Глубже вдавливались тени вещей, цвета таинственно менялись; рождалась неосязаемая голубизна, — она густилась, плотнела, и мнилось — её можно было скоблить отовсюду и, как синьку, растворять в воде.
— …сто восемьдесят семь… восемь… девять. Эй, не стесняйся, товарищ! Двести один, два…
— Да нечего уж, единогласно, — нетерпеливо вставил Лукинич.
— Не спеши, друг, я и сам по баньке соскучился!.. — Был субботний, банный день. — Двести одиннадцать, двенадцать…
Мальчишки с гиканьем прогнали коней в ночное. С реки дохнула ночь. Перепел где-то за околицей начал перепиливать своё скрипучее полено. И, ещё прежде чем босая нога Кузёмкина ощутила росу, участь скита была решена: скитское место предоставлялось под лесозавод, имеющий быть воздвигнутым в ближайшие три года. Монахам давалась свобода итти в любую сторону или гибнуть любою гибелью, а самые строения кто-то предложил даже запалить с четырёх сторон, что было отвергнуто лишь из опасения лесного пожара. Уже разошлись, бабы разогнали телят по клетям, а Увадьев с Пронькой всё ещё писали протокол. Вдруг рука просунулась к ним сквозь перила.
— Картузик-то, — молвил знакомый голос. — Вот он, картузик-то!
Молча приняв услугу, Увадьев крупным шагом пустился домой; Кузёмкин бесшумно бежал возле.
— Эх, ноне иного за рупь укупишь, дешёвое ноне стало людьё! — навязчивым говорком лез он в мысль Увадьеву. — А за иного и рупь жалко, меня, к примеру. Каждый день разов семь помираю, а всё смерти нет… А ведь когда сыт, на меня и смотреть зазорно: валяюсь, и даже пёс понюхать меня гребует…
— Ну, чего ты пристал! Я тебя не бью, не попрекаю: беги туда, может, и выгадаешь, — сказал Увадьев, замедляя шаг.

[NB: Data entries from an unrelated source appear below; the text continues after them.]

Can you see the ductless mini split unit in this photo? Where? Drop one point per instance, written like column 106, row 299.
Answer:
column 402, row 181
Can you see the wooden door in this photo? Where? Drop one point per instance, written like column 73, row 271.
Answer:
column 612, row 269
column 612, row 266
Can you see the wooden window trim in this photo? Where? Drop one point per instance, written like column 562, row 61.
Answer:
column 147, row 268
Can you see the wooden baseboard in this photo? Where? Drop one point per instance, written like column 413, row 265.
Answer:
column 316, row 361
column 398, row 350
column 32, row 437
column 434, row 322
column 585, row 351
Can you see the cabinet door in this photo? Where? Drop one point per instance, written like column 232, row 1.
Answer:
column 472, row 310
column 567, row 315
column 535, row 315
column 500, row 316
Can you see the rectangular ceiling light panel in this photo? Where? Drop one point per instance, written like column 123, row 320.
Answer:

— Нужда, товаришш! — вспыхнул Кузёмкин, что-то учуяв. — В клопах, в нищете да в грыже, ровно в крапиве, живём… и я не ропщу, я её даже люблю, нищету-то мою. Ведь я что! Назначь меня к Расее командиром, а я её пропью, ей-ей, пропью. А почему? А потому, товарищ, что мужик — дитё…
— Ну, брат, пора и вырасти! — в ярости гаркнул на него Увадьев и круто свернул в проулок.
Слышно было, как визгнула попавшая ему под ног собака, потом Кузёмкин остался один. Вступала ночь, и целые реки запахов текли в ней. В скиту пробили девять. Соловьёв не водилось в округе, но и лягвы в эту пору о том же самом, о соловьином, верещат. Кузёмкин подошёл к избе и заглянул в окно. Пять его безнадёжных невест хлебали скудную мурцовку, и ни одна из них не была моложе другой. Видно, учуяв человека за окном, крайняя к двери вышла на крыльцо и несмело окликнул потёмки.